The work addresses an important practical problem of compression quality of the ANS algorithm. In the description of ANS, its symbol spread can be chosen at random. Each symbol spread has its own characteristic probability distribution of ANS states. Knowing the distribution, it is possible to compute the ANS compression ratio or, alternatively, its coding redundancy $\Delta H$.

We present two algorithms that allow a user to choose symbol spreads that minimise $\Delta H$. Algorithm 5 determines an ANS instance (its symbol spread) whose state probabilities follow the natural ANS state bias. It is fast even for $L>2^{12}$, but unfortunately, it does not provide the minimal $\Delta H$. Algorithm 7 provides a solution. It is able to find minimal $\Delta H$ with a probability that depends on the number of random coin tosses $\theta$.

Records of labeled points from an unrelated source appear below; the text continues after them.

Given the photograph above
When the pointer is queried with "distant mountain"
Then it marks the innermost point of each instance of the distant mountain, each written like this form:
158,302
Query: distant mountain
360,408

We have conducted an experiment for $L=16$ that shows the behaviour of the average length of ANS encodings. Further experiments have confirmed that matrix inversion creates a bottleneck in Algorithm 7 and makes it impractical for a large L. An immediate remedy is the application of specialised algorithms for sparse matrix inversion, together with recycling computations from previous matrix inversions. Development of a fast version of Algorithm 7 is left as a part of our future research.

The main research challenge is, however, how to construct ANS instances in such a way that their minimum coding redundancy is guaranteed by design. It means that we have to understand the interplay between symbol spreads and their equilibrium probabilities. As ANS is also FSM, it can be visualised as a random graph whose structure is determined by symbol spread. This brings us to an interesting link between ANS and random graphs [43].